Multiple Systems
The most advanced features of FastMultipole
include:
- the ability to solve the $n$-body problem for multiple systems simultaneously in a single FMM call
- satisfy an error tolerance by dynamically adjusting the expansion order of multipole-to-local transformations
- predict the full array of FMM tuning parameters such that an error tolerance is met
In the this section, and continuing in Automated Tuning, we will first describe how to run the FMM for multi-system problems. Then, we will describe how to impose an error tolerance. Finally, we will show how to automatically tune the FMM parameters.
Simultaneous Computation of Several Target and Source Systems
FastMutipole
allows FMM to be performed efficiently on distinct target and source systems. This is done by creating two octrees: one for sources, and one for targets [3]. For example, say we desire to know the influence of one system of point masses on another, but not vice versa. This is done by passing both systems to the fmm!
function with the target system first, as:
using FastMultipole
using Random # needed for `gravitational.jl`
gravitational_path = normpath(joinpath(splitdir(pathof(FastMultipole))[1], "..", "test", "gravitational.jl"))
include(gravitational_path)
target_system = generate_gravitational(123, 1000)
source_system = generate_gravitational(321, 1000)
fmm!(target_system, source_system)
println("gravitational acceleration: ", target_system.potential[5:7,1:10], "...")
gravitational acceleration: [0.08493884822133471 -0.11084372433205175 0.041347632985565604 -0.1863621517367257 -0.08011810805054259 0.04306673245903067 0.0026037448998806746 0.03587428613837394 -0.08002640294442173 0.15009451094982013; 0.002073840920276872 0.3215930836528468 -0.03967273201136324 -0.005960953149224658 0.03828114050071747 0.14489807182906364 0.010013929319383668 0.05641013581893285 0.021727973779433876 0.007681084388235132; 0.023957945365164404 -0.09630611059971712 -0.025023566343257052 0.1337146690539532 -0.04538444503621948 -0.07362887885237299 0.08060484661663683 -0.015529897358683238 -0.015618344404806379 0.10559335815763894]...
The fmm!
function can take any number of target and source systems, so long as they are passed as tuples. This allows for the simultaneous evaluation of multiple source systems on multiple target systems.

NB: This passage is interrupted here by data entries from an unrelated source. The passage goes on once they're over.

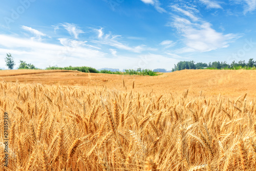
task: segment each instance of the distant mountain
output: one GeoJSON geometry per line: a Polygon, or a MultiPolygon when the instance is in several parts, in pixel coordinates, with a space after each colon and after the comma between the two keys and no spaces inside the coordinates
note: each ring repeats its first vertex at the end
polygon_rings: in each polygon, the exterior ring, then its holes
{"type": "Polygon", "coordinates": [[[103,68],[98,69],[98,70],[99,71],[100,71],[102,70],[106,70],[108,71],[111,71],[112,72],[120,71],[119,69],[115,69],[115,68],[103,68]]]}

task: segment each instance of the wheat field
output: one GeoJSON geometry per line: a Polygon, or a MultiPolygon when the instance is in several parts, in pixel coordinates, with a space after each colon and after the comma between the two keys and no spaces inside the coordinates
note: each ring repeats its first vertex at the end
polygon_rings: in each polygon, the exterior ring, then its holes
{"type": "Polygon", "coordinates": [[[249,94],[141,92],[136,84],[126,88],[122,80],[117,89],[1,81],[0,169],[256,170],[249,94]]]}

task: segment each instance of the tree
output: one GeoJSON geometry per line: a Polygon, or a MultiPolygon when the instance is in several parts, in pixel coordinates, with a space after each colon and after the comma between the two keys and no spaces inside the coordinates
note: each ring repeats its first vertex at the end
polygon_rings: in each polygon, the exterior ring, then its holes
{"type": "Polygon", "coordinates": [[[18,66],[18,69],[35,69],[34,65],[31,64],[27,64],[26,62],[21,60],[19,61],[19,62],[20,63],[20,64],[19,64],[19,66],[18,66]]]}
{"type": "Polygon", "coordinates": [[[19,62],[20,63],[20,64],[19,64],[19,66],[18,66],[18,69],[35,69],[34,65],[31,64],[27,64],[26,62],[21,60],[19,61],[19,62]]]}
{"type": "Polygon", "coordinates": [[[12,56],[11,53],[6,53],[7,56],[5,59],[5,62],[6,62],[6,66],[8,67],[10,69],[13,69],[13,66],[15,65],[14,61],[13,61],[13,58],[12,56]]]}
{"type": "Polygon", "coordinates": [[[253,67],[254,65],[256,64],[256,62],[253,61],[253,59],[250,59],[247,63],[247,66],[249,67],[253,67]]]}

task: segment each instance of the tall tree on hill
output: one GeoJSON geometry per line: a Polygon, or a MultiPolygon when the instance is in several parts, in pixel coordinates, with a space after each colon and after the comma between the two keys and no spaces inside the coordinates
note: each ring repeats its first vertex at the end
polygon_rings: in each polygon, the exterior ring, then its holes
{"type": "Polygon", "coordinates": [[[12,56],[11,53],[6,53],[7,56],[5,58],[5,62],[6,62],[6,66],[8,67],[10,69],[13,69],[13,66],[15,65],[14,61],[13,61],[13,58],[12,56]]]}

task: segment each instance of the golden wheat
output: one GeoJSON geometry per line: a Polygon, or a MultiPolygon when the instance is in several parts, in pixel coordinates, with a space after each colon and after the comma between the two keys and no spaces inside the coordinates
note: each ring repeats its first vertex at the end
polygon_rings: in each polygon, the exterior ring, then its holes
{"type": "MultiPolygon", "coordinates": [[[[119,86],[126,87],[123,79],[119,86]]],[[[9,158],[5,167],[2,136],[0,170],[255,169],[249,94],[206,98],[136,88],[134,82],[121,91],[1,82],[9,158]]]]}

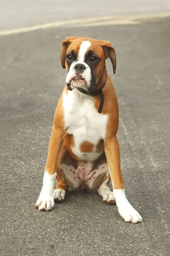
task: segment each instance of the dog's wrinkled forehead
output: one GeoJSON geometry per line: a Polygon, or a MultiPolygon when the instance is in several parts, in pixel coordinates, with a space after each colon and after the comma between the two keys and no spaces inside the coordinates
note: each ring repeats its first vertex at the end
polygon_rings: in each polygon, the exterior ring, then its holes
{"type": "MultiPolygon", "coordinates": [[[[109,57],[112,64],[113,73],[115,73],[115,50],[110,42],[90,38],[68,37],[62,42],[61,61],[63,68],[67,67],[68,69],[68,67],[70,66],[71,62],[68,61],[69,59],[73,62],[75,60],[77,61],[79,59],[80,61],[81,60],[80,62],[87,63],[87,59],[89,61],[91,59],[91,57],[92,57],[91,60],[93,61],[96,67],[98,66],[99,64],[100,65],[104,65],[103,60],[105,61],[105,60],[109,57]],[[71,54],[71,56],[67,56],[67,55],[69,54],[71,54]],[[93,55],[94,55],[94,58],[93,58],[93,55]],[[86,61],[85,58],[87,56],[86,61]],[[96,59],[97,59],[95,62],[96,59]],[[82,61],[82,59],[84,60],[82,61]]],[[[94,66],[93,67],[94,67],[94,66]]]]}
{"type": "Polygon", "coordinates": [[[88,40],[73,41],[67,49],[67,54],[72,54],[77,60],[82,62],[85,61],[88,54],[94,53],[101,57],[101,55],[103,55],[102,48],[97,42],[91,41],[88,40]]]}

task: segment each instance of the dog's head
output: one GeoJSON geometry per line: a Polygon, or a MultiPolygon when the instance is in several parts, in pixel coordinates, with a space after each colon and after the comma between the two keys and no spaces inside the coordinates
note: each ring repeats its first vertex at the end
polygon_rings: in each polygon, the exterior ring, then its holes
{"type": "Polygon", "coordinates": [[[92,91],[105,72],[108,57],[115,73],[115,50],[109,42],[89,38],[67,37],[62,43],[61,61],[68,74],[66,82],[72,89],[92,91]]]}

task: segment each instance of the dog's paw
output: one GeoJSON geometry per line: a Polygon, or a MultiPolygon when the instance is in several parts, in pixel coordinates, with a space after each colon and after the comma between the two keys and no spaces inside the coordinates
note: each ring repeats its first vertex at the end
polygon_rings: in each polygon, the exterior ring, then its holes
{"type": "Polygon", "coordinates": [[[54,191],[55,203],[60,203],[64,200],[65,191],[62,189],[57,189],[54,191]]]}
{"type": "Polygon", "coordinates": [[[141,216],[130,204],[120,207],[118,211],[121,216],[127,222],[137,223],[142,222],[141,216]]]}
{"type": "Polygon", "coordinates": [[[53,192],[42,189],[35,205],[36,208],[40,211],[51,211],[54,206],[53,192]]]}
{"type": "Polygon", "coordinates": [[[115,204],[116,201],[113,192],[111,191],[106,192],[102,195],[103,201],[108,204],[115,204]]]}

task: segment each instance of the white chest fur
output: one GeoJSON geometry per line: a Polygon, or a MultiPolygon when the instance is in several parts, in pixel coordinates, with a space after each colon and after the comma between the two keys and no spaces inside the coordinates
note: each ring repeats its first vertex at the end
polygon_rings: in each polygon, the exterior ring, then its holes
{"type": "Polygon", "coordinates": [[[67,133],[74,137],[73,152],[81,159],[94,160],[99,154],[95,151],[95,145],[105,137],[107,115],[97,112],[93,97],[83,94],[76,89],[68,91],[67,95],[64,94],[63,105],[67,133]],[[80,151],[80,145],[85,141],[94,145],[93,152],[80,151]]]}

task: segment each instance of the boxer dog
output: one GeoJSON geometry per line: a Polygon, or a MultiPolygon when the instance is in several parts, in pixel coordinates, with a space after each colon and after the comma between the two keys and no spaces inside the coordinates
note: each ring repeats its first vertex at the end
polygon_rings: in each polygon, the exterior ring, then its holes
{"type": "Polygon", "coordinates": [[[109,42],[67,37],[62,43],[66,84],[54,114],[43,186],[35,206],[40,211],[49,211],[54,202],[63,201],[69,187],[97,188],[105,203],[116,202],[125,221],[142,221],[124,189],[116,137],[119,108],[106,72],[108,57],[115,73],[115,50],[109,42]]]}

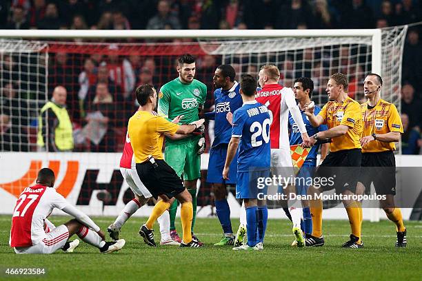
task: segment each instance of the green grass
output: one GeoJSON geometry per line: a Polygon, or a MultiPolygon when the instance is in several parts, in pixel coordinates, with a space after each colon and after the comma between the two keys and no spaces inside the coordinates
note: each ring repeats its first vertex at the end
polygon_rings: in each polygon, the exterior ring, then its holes
{"type": "MultiPolygon", "coordinates": [[[[59,225],[68,220],[54,217],[59,225]]],[[[93,218],[106,229],[112,218],[93,218]]],[[[348,240],[346,220],[324,222],[325,245],[323,247],[292,248],[290,222],[270,220],[262,251],[234,251],[230,247],[217,247],[221,227],[217,218],[198,219],[197,236],[206,244],[203,249],[146,246],[138,236],[143,218],[132,218],[123,227],[121,236],[125,247],[110,255],[81,242],[73,253],[61,251],[52,255],[17,255],[8,247],[10,217],[0,216],[0,269],[45,268],[46,274],[33,277],[0,279],[43,280],[419,280],[422,276],[422,223],[406,222],[408,247],[396,249],[395,228],[390,221],[364,222],[365,247],[341,249],[348,240]]],[[[233,220],[237,227],[238,220],[233,220]]],[[[235,226],[235,227],[234,227],[235,226]]],[[[156,225],[157,227],[157,225],[156,225]]],[[[181,229],[180,224],[177,225],[181,229]]],[[[156,227],[157,228],[157,227],[156,227]]],[[[234,229],[235,231],[235,229],[234,229]]],[[[159,231],[156,229],[156,241],[159,231]]]]}

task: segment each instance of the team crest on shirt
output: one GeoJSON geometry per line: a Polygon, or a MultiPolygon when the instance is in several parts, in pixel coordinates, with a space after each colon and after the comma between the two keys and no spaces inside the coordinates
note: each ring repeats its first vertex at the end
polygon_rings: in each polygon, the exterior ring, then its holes
{"type": "Polygon", "coordinates": [[[375,127],[376,129],[381,129],[384,127],[384,120],[375,119],[375,127]]]}
{"type": "Polygon", "coordinates": [[[201,92],[199,91],[199,89],[198,88],[194,89],[192,92],[193,92],[194,96],[199,96],[199,95],[201,94],[201,92]]]}
{"type": "Polygon", "coordinates": [[[336,116],[337,117],[337,121],[341,122],[343,120],[343,116],[344,116],[344,112],[337,112],[336,113],[336,116]]]}

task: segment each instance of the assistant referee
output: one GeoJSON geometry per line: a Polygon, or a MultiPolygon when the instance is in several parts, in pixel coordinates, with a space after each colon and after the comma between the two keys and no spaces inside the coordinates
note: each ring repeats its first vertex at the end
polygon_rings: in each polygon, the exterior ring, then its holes
{"type": "Polygon", "coordinates": [[[401,119],[396,106],[381,98],[383,79],[374,73],[368,75],[363,82],[366,103],[361,105],[363,118],[362,145],[362,169],[359,182],[363,190],[359,188],[356,194],[368,191],[371,183],[376,194],[385,195],[380,200],[381,208],[387,218],[396,225],[397,240],[396,247],[404,248],[407,244],[406,228],[403,222],[400,208],[394,203],[396,194],[396,159],[393,151],[394,142],[400,140],[403,134],[401,119]]]}
{"type": "MultiPolygon", "coordinates": [[[[362,134],[362,114],[358,102],[348,96],[348,78],[342,73],[331,76],[327,83],[326,92],[330,101],[325,104],[317,116],[314,115],[314,108],[305,107],[305,114],[314,127],[326,124],[328,130],[319,132],[311,137],[312,145],[318,140],[332,138],[330,153],[316,171],[315,176],[321,178],[334,178],[333,185],[322,185],[323,191],[334,189],[337,194],[352,196],[357,184],[362,158],[359,142],[362,134]],[[356,172],[354,173],[353,170],[356,172]],[[336,171],[336,173],[334,173],[336,171]]],[[[320,189],[310,187],[309,194],[321,193],[320,189]]],[[[350,240],[343,247],[361,248],[361,218],[357,202],[352,198],[343,200],[352,229],[350,240]]],[[[310,200],[312,216],[312,234],[305,240],[306,246],[322,246],[323,204],[320,199],[310,200]]]]}
{"type": "MultiPolygon", "coordinates": [[[[202,244],[192,239],[190,232],[193,216],[192,196],[174,170],[164,161],[161,149],[164,134],[190,134],[203,123],[204,119],[181,125],[170,123],[153,112],[157,106],[157,92],[151,85],[142,85],[137,88],[135,92],[141,106],[129,119],[128,132],[135,157],[137,171],[152,196],[160,199],[146,223],[139,229],[139,234],[146,244],[155,247],[152,233],[154,223],[169,209],[176,198],[181,203],[181,220],[183,233],[180,247],[199,247],[202,244]]],[[[181,118],[181,116],[177,116],[176,121],[181,118]]]]}

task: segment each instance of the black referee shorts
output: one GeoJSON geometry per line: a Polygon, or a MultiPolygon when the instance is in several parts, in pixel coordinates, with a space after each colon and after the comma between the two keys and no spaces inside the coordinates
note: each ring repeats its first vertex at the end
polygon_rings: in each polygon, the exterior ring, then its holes
{"type": "Polygon", "coordinates": [[[371,183],[376,194],[396,195],[396,158],[392,151],[362,154],[362,168],[359,181],[370,194],[371,183]]]}
{"type": "MultiPolygon", "coordinates": [[[[315,171],[315,178],[329,179],[328,184],[321,185],[322,190],[335,189],[336,194],[341,194],[349,189],[355,193],[361,160],[362,152],[359,148],[330,152],[315,171]]],[[[314,186],[316,187],[315,178],[314,186]]]]}
{"type": "Polygon", "coordinates": [[[181,179],[168,164],[159,159],[155,163],[158,165],[155,168],[150,161],[137,163],[141,181],[155,199],[161,194],[171,198],[185,190],[181,179]]]}

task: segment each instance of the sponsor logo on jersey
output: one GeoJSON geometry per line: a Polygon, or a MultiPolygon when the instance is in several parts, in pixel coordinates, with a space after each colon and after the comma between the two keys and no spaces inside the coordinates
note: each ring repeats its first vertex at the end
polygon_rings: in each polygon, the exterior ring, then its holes
{"type": "Polygon", "coordinates": [[[336,116],[337,116],[337,121],[341,122],[343,116],[344,112],[338,112],[337,113],[336,113],[336,116]]]}
{"type": "Polygon", "coordinates": [[[195,98],[183,98],[182,100],[182,108],[183,110],[190,110],[191,108],[198,107],[198,101],[195,98]]]}
{"type": "Polygon", "coordinates": [[[228,112],[230,111],[230,102],[219,103],[215,107],[215,113],[228,112]]]}
{"type": "Polygon", "coordinates": [[[384,120],[375,119],[375,127],[376,129],[381,129],[384,127],[384,120]]]}
{"type": "Polygon", "coordinates": [[[298,125],[297,125],[297,124],[296,124],[295,123],[294,123],[292,125],[292,132],[293,133],[299,133],[299,132],[300,132],[300,131],[299,131],[299,126],[298,126],[298,125]]]}
{"type": "Polygon", "coordinates": [[[193,94],[195,96],[199,96],[199,95],[201,94],[201,92],[199,91],[199,89],[197,89],[197,88],[194,89],[193,94]]]}

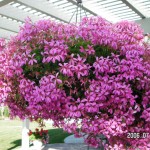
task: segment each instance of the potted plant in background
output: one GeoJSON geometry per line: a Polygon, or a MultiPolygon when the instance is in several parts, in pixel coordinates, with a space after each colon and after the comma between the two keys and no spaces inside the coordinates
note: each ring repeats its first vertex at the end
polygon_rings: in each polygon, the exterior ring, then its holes
{"type": "Polygon", "coordinates": [[[32,142],[34,147],[36,148],[40,148],[43,145],[49,143],[48,130],[43,130],[43,128],[41,128],[40,130],[36,128],[34,132],[29,130],[28,135],[30,142],[32,142]]]}

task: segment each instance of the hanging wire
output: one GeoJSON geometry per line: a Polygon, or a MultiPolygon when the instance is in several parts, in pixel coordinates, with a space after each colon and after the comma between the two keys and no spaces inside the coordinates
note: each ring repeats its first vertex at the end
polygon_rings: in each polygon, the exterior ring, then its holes
{"type": "MultiPolygon", "coordinates": [[[[76,0],[77,1],[77,8],[76,10],[74,11],[73,15],[71,16],[70,20],[69,20],[69,23],[71,22],[71,20],[73,19],[75,13],[76,13],[76,23],[78,22],[78,16],[80,18],[80,21],[82,19],[82,10],[84,10],[83,8],[83,4],[82,4],[82,0],[76,0]]],[[[84,10],[84,13],[85,13],[85,16],[87,17],[87,14],[86,14],[86,11],[84,10]]]]}

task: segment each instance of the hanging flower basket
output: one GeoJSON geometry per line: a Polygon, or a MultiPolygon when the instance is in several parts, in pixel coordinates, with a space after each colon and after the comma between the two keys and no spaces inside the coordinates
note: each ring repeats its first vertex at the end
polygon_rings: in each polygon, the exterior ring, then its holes
{"type": "Polygon", "coordinates": [[[106,149],[149,149],[150,46],[133,23],[84,18],[78,26],[29,19],[0,52],[0,101],[11,116],[54,125],[106,149]],[[128,138],[139,133],[140,138],[128,138]]]}

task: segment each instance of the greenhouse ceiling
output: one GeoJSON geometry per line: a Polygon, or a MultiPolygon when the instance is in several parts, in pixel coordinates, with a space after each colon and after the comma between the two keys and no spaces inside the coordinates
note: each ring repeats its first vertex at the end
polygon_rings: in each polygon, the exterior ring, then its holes
{"type": "Polygon", "coordinates": [[[16,35],[27,17],[68,23],[84,16],[111,22],[145,19],[150,17],[150,0],[0,0],[0,37],[16,35]]]}

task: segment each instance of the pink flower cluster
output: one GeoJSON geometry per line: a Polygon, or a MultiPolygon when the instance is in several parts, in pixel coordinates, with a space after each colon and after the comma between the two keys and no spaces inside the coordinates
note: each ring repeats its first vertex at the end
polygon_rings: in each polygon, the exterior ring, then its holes
{"type": "Polygon", "coordinates": [[[30,19],[0,40],[0,102],[11,116],[52,119],[93,147],[150,149],[150,45],[133,22],[78,26],[30,19]],[[106,143],[99,135],[105,136],[106,143]]]}

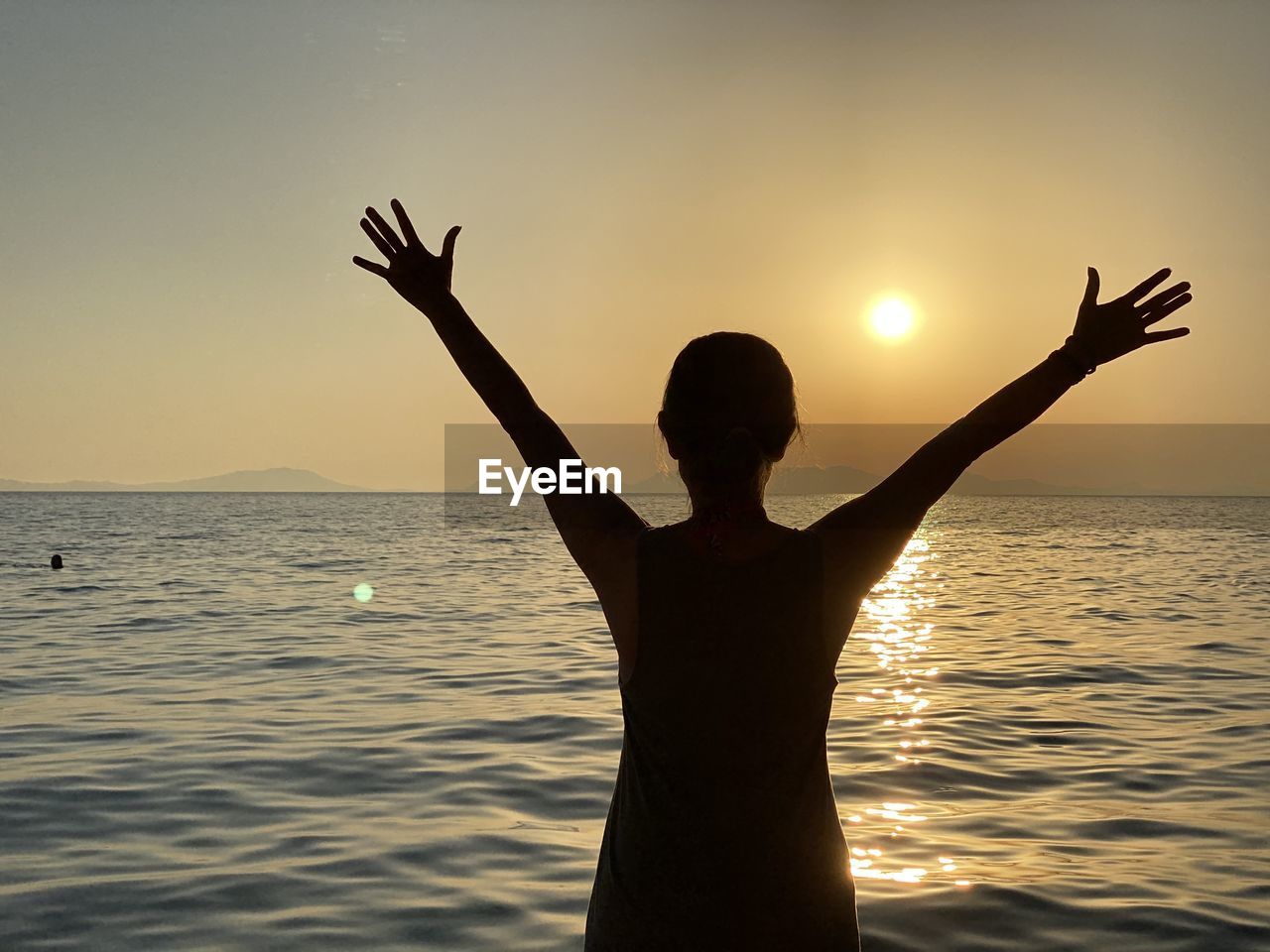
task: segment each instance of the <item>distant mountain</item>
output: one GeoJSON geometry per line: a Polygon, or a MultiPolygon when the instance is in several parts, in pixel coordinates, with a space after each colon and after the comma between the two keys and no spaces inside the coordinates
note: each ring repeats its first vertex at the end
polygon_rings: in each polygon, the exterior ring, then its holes
{"type": "Polygon", "coordinates": [[[239,470],[175,482],[23,482],[0,480],[0,493],[373,493],[328,480],[311,470],[239,470]]]}

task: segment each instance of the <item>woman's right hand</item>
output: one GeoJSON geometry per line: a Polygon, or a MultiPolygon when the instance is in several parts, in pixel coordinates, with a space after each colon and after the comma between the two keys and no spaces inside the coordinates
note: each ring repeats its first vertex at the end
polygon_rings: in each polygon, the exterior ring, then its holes
{"type": "Polygon", "coordinates": [[[389,259],[389,264],[385,268],[377,261],[358,256],[353,258],[353,264],[371,274],[378,274],[428,317],[437,317],[453,300],[450,293],[450,279],[455,273],[455,239],[462,226],[455,225],[446,232],[441,242],[441,254],[434,255],[423,246],[401,203],[394,198],[391,206],[405,240],[403,241],[392,226],[384,221],[382,215],[367,208],[366,217],[362,218],[362,231],[389,259]]]}
{"type": "Polygon", "coordinates": [[[1190,334],[1190,327],[1148,331],[1152,324],[1162,321],[1179,307],[1189,303],[1190,282],[1180,282],[1166,291],[1142,301],[1152,289],[1170,274],[1168,268],[1152,274],[1132,291],[1114,301],[1099,303],[1099,273],[1090,268],[1088,284],[1085,287],[1085,300],[1076,315],[1076,348],[1097,364],[1124,357],[1146,344],[1160,340],[1172,340],[1190,334]],[[1142,303],[1138,303],[1142,301],[1142,303]]]}

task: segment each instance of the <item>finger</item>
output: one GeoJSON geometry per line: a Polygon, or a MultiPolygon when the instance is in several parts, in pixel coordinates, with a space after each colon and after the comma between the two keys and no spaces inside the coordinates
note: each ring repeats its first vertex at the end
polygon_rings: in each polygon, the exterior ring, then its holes
{"type": "Polygon", "coordinates": [[[419,235],[415,234],[414,225],[410,223],[410,216],[405,213],[405,208],[395,198],[389,203],[392,207],[392,213],[398,217],[398,225],[401,226],[401,235],[405,237],[408,245],[422,245],[419,241],[419,235]]]}
{"type": "Polygon", "coordinates": [[[1168,274],[1170,274],[1170,272],[1172,272],[1172,268],[1161,268],[1158,272],[1156,272],[1154,274],[1152,274],[1149,278],[1147,278],[1144,282],[1142,282],[1133,291],[1130,291],[1129,293],[1124,294],[1120,300],[1121,301],[1128,301],[1129,303],[1133,303],[1139,297],[1142,297],[1148,291],[1151,291],[1153,287],[1156,287],[1165,278],[1167,278],[1168,274]]]}
{"type": "Polygon", "coordinates": [[[447,261],[455,260],[455,239],[458,237],[458,232],[462,230],[462,225],[456,225],[450,231],[446,232],[444,240],[441,242],[441,256],[447,261]]]}
{"type": "Polygon", "coordinates": [[[364,231],[367,236],[370,236],[371,241],[375,242],[375,246],[380,249],[380,251],[384,253],[384,256],[391,261],[392,258],[396,255],[396,251],[392,250],[392,245],[385,241],[384,236],[380,232],[377,232],[375,230],[375,226],[371,225],[366,218],[362,218],[362,231],[364,231]]]}
{"type": "Polygon", "coordinates": [[[1154,344],[1158,340],[1172,340],[1173,338],[1185,338],[1190,334],[1190,327],[1173,327],[1172,330],[1153,330],[1146,334],[1146,340],[1148,344],[1154,344]]]}
{"type": "Polygon", "coordinates": [[[385,268],[378,261],[367,261],[364,258],[358,258],[353,255],[353,264],[358,268],[366,268],[371,274],[378,274],[381,278],[389,277],[389,269],[385,268]]]}
{"type": "Polygon", "coordinates": [[[1191,302],[1191,296],[1190,294],[1181,294],[1180,297],[1175,297],[1172,301],[1167,302],[1166,305],[1156,308],[1149,315],[1147,315],[1146,320],[1143,320],[1143,322],[1142,322],[1142,326],[1143,327],[1149,327],[1156,321],[1165,320],[1165,317],[1167,317],[1168,315],[1171,315],[1179,307],[1182,307],[1184,305],[1189,305],[1190,302],[1191,302]]]}
{"type": "Polygon", "coordinates": [[[1185,291],[1190,291],[1190,282],[1189,281],[1184,281],[1184,282],[1181,282],[1179,284],[1173,284],[1167,291],[1161,291],[1158,294],[1156,294],[1151,300],[1144,301],[1143,303],[1138,305],[1138,307],[1137,307],[1138,314],[1140,314],[1143,316],[1147,316],[1151,311],[1154,311],[1157,307],[1162,307],[1163,305],[1167,305],[1170,301],[1172,301],[1175,297],[1177,297],[1179,294],[1181,294],[1185,291]]]}
{"type": "Polygon", "coordinates": [[[392,248],[398,251],[405,250],[405,242],[396,236],[396,232],[392,231],[392,226],[384,221],[382,215],[376,212],[373,208],[367,208],[366,215],[372,222],[375,222],[375,227],[380,230],[380,234],[384,235],[384,239],[392,245],[392,248]]]}
{"type": "Polygon", "coordinates": [[[1099,286],[1101,283],[1102,279],[1099,278],[1099,269],[1091,267],[1090,279],[1088,283],[1085,286],[1085,300],[1081,303],[1096,305],[1099,302],[1099,286]]]}

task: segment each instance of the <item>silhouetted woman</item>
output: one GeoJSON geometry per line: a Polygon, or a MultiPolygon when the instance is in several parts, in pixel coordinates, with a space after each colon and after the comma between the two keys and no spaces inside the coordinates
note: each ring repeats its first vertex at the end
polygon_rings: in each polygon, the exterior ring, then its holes
{"type": "MultiPolygon", "coordinates": [[[[362,228],[387,267],[353,261],[432,321],[525,463],[578,453],[450,291],[400,202],[362,228]]],[[[1148,331],[1191,300],[1161,270],[1097,303],[1092,268],[1073,334],[806,529],[779,526],[763,490],[799,429],[780,353],[749,334],[679,353],[658,425],[692,500],[653,528],[617,495],[545,496],[617,647],[624,736],[587,914],[587,949],[857,949],[855,886],[826,758],[838,654],[860,603],[927,509],[979,456],[1099,364],[1187,334],[1148,331]],[[1146,300],[1143,300],[1146,298],[1146,300]]]]}

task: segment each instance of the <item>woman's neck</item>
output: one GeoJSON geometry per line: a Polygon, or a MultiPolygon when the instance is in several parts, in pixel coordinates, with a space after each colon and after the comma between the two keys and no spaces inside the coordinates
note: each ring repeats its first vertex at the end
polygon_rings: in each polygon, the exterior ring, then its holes
{"type": "Polygon", "coordinates": [[[693,522],[767,522],[762,495],[691,493],[693,522]]]}

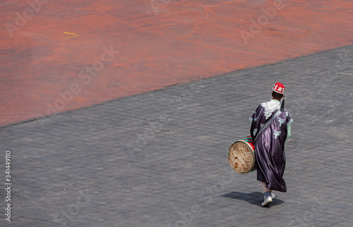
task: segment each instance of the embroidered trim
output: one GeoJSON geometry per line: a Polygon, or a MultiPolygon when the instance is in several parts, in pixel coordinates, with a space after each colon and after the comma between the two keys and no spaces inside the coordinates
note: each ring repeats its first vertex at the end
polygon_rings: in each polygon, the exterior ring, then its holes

In practice, the source system might be a collection of systems, composed of a variety of datastructures. So long as the interface functions are defined for each system, we can pass a tuple of any number of systems as the source and or target. For example, we could evaluate the influence of a system of point masses, point vortices, and vortex filaments on two different target systems:
using LinearAlgebra
# include vortex filament and particle models and interface functions
vortex_path = normpath(joinpath(splitdir(pathof(FastMultipole))[1], "..", "test", "vortex.jl"))
include(vortex_path)
filament_path = normpath(joinpath(splitdir(pathof(FastMultipole))[1], "..", "test", "vortex_filament.jl"))
include(filament_path)
# generate systems
n_bodies = 2000
target_one = generate_gravitational(123, n_bodies)
target_two = generate_vortex(124, n_bodies)
source_one = generate_gravitational(125, n_bodies)
source_two = generate_vortex(126, n_bodies)
source_three = generate_filament_field(n_bodies, n_bodies^0.333, 127; strength_scale=1/n_bodies)
# run FMM
fmm!((target_one, target_two), (source_one, source_two, source_three);
scalar_potential=false, gradient=true, hessian=(false, true))
v1 = target_one.potential[5:7,:]
v2 = target_two.gradient_stretching[1:3,:]
# run direct
target_one.potential .= 0.0
target_two.potential .= 0.0
target_two.gradient_stretching .= 0.0
direct!((target_one, target_two), (source_one, source_two, source_three); scalar_potential=false, gradient=true, hessian=(false, true))
# test accuracy
println("max error in target one: ", maximum(abs.(target_one.potential[5:7,:] .- v1)))
println("max error in target two: ", maximum(abs.(target_two.gradient_stretching[1:3,:] .- v2)))
max error in target one: 1.4007503612439853e-5
max error in target two: 1.0289615966441179e-5
Note that scalar_potential
, gradient
, and hessian
can be passed as a single boolean or as a tuple of booleans, one for each target system. This allows the user to specify which values are desired for each target system, and avoids unnecessary calculations for values that are not needed. In this case, we have set scalar_potential=false
and gradient=true
to indicate all target systems, but a tuple hessian=(false,true)
to indicate different settings for each. It is worth remembering that these switches must be implemented by the user when overloading the direct!
function for each system to act as a source.
The fmm!
keyword arguments scalar_potential
, gradient
, and hessian
can be passed as a single boolean or as a tuple of booleans, one for each target system. This allows the user to specify which values are desired for each target system, and avoids unnecessary calculations for values that are not needed.